The highly personal stories throughout the 16 tracks keep you hooked. You want to know more about Halsey’s love affair, her sexual awakening, her personal redemption. This isn’t an album you want to skip. This is an album you want to have on it’s highest volume in a dark room, to later scream your favourite lyrics with your friends. It’s an album for music lovers, in more genres than expected.
Personal standouts on BADLANDS lie within New Americana, which was pushed firmly into my favourites after the incredible VEVO Lift version (above). Roman Holiday almost sounds like it’s fresh of a Taylor Swift album yet dunked into a pool of attitude, “Cause I imagine the weight of your ribs if you lie between my hips in the backseat” croons Halsey over this mellow, summer beat. Ghost is lifted from the Room 93 EP, and is still a firm favourite amongst many fans. More strong entries are Strange Love, Young God, and the reference back to Hurricane in Gasoline is subtle yet iconic. Finally, the enchanting and somewhat haunting vocals on album closer I Walk The Line are something truly special.

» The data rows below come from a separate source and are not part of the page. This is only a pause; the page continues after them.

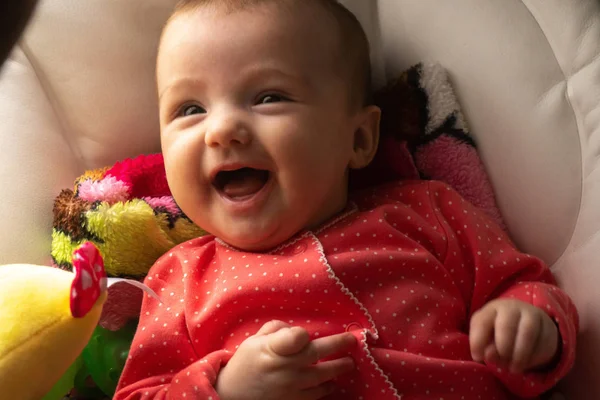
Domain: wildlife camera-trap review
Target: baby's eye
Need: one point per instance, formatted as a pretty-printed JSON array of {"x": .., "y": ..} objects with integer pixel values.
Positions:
[
  {"x": 271, "y": 98},
  {"x": 192, "y": 109}
]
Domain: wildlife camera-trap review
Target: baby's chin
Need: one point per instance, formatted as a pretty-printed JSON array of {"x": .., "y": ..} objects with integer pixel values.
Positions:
[{"x": 258, "y": 241}]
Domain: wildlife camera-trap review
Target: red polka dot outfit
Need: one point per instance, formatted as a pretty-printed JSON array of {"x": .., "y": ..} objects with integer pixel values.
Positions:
[{"x": 403, "y": 269}]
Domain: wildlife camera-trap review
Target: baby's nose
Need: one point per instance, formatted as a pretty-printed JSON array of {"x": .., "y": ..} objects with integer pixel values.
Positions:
[{"x": 227, "y": 131}]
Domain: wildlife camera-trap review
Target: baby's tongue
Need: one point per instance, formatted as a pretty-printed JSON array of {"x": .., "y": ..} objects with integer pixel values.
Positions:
[{"x": 244, "y": 182}]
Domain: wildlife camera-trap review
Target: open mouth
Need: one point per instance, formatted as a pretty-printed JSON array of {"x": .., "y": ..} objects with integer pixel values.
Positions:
[{"x": 241, "y": 183}]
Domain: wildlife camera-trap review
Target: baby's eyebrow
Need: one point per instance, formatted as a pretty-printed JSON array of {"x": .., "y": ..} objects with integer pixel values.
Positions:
[{"x": 181, "y": 83}]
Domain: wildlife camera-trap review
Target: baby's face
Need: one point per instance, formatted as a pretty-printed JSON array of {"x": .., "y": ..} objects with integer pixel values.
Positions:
[{"x": 256, "y": 127}]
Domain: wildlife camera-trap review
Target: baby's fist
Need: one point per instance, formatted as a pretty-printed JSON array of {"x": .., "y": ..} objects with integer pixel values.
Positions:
[{"x": 513, "y": 334}]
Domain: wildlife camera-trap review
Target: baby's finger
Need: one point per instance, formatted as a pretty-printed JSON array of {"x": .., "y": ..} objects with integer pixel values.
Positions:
[
  {"x": 528, "y": 334},
  {"x": 481, "y": 332},
  {"x": 318, "y": 392},
  {"x": 271, "y": 327},
  {"x": 324, "y": 372},
  {"x": 288, "y": 341},
  {"x": 505, "y": 331},
  {"x": 324, "y": 347}
]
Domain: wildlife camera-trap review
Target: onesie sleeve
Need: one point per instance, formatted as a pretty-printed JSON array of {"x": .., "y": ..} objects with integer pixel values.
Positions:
[
  {"x": 162, "y": 362},
  {"x": 485, "y": 265}
]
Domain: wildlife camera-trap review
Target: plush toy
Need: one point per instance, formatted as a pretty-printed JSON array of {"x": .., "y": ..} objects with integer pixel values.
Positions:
[
  {"x": 128, "y": 212},
  {"x": 48, "y": 316}
]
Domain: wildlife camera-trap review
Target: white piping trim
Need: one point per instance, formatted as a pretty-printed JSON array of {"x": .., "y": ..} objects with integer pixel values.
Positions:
[
  {"x": 376, "y": 366},
  {"x": 343, "y": 288}
]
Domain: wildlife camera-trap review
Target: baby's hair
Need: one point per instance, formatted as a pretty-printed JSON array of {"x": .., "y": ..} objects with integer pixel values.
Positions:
[{"x": 353, "y": 50}]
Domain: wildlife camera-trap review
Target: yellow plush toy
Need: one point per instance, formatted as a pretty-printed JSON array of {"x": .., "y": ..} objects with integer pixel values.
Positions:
[{"x": 47, "y": 317}]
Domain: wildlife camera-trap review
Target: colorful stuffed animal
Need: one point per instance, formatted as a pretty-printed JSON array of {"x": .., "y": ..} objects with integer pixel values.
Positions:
[{"x": 48, "y": 316}]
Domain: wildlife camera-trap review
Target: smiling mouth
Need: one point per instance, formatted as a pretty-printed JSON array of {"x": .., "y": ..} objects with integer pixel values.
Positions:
[{"x": 241, "y": 183}]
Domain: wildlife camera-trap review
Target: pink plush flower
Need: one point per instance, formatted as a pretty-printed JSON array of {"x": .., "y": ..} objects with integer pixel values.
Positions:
[{"x": 109, "y": 189}]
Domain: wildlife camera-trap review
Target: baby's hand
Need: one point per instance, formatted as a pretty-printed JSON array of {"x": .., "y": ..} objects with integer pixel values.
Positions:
[
  {"x": 513, "y": 334},
  {"x": 281, "y": 362}
]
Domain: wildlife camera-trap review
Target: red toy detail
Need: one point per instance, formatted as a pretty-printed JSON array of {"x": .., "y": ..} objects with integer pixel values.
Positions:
[{"x": 90, "y": 279}]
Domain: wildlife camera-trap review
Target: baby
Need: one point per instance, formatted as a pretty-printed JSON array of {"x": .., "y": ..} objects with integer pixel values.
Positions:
[{"x": 306, "y": 291}]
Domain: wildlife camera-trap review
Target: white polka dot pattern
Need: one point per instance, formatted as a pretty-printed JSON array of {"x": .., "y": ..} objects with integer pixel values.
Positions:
[{"x": 403, "y": 271}]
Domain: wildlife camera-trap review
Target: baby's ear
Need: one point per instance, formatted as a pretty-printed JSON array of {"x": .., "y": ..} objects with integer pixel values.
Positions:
[{"x": 366, "y": 137}]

As a whole, BADLANDS is an incredible debut. The album screams escape and honesty, and Halsey bites right down to the core with her lyrics. Despite saying her favourite thing about BADLANDS is that “it’s not a radio record and none of the songs are hits”, I disagree. Every song is a hit.
Recently finishing a tour with Imagine Dragons, and securing a support slot with The Weeknd, Halsey also plays two massive headline shows in the UK in September, with her first time playing in London selling out Camden’s iconic Koko. Halsey is 100% one to look out for, and I can’t wait for what’s next.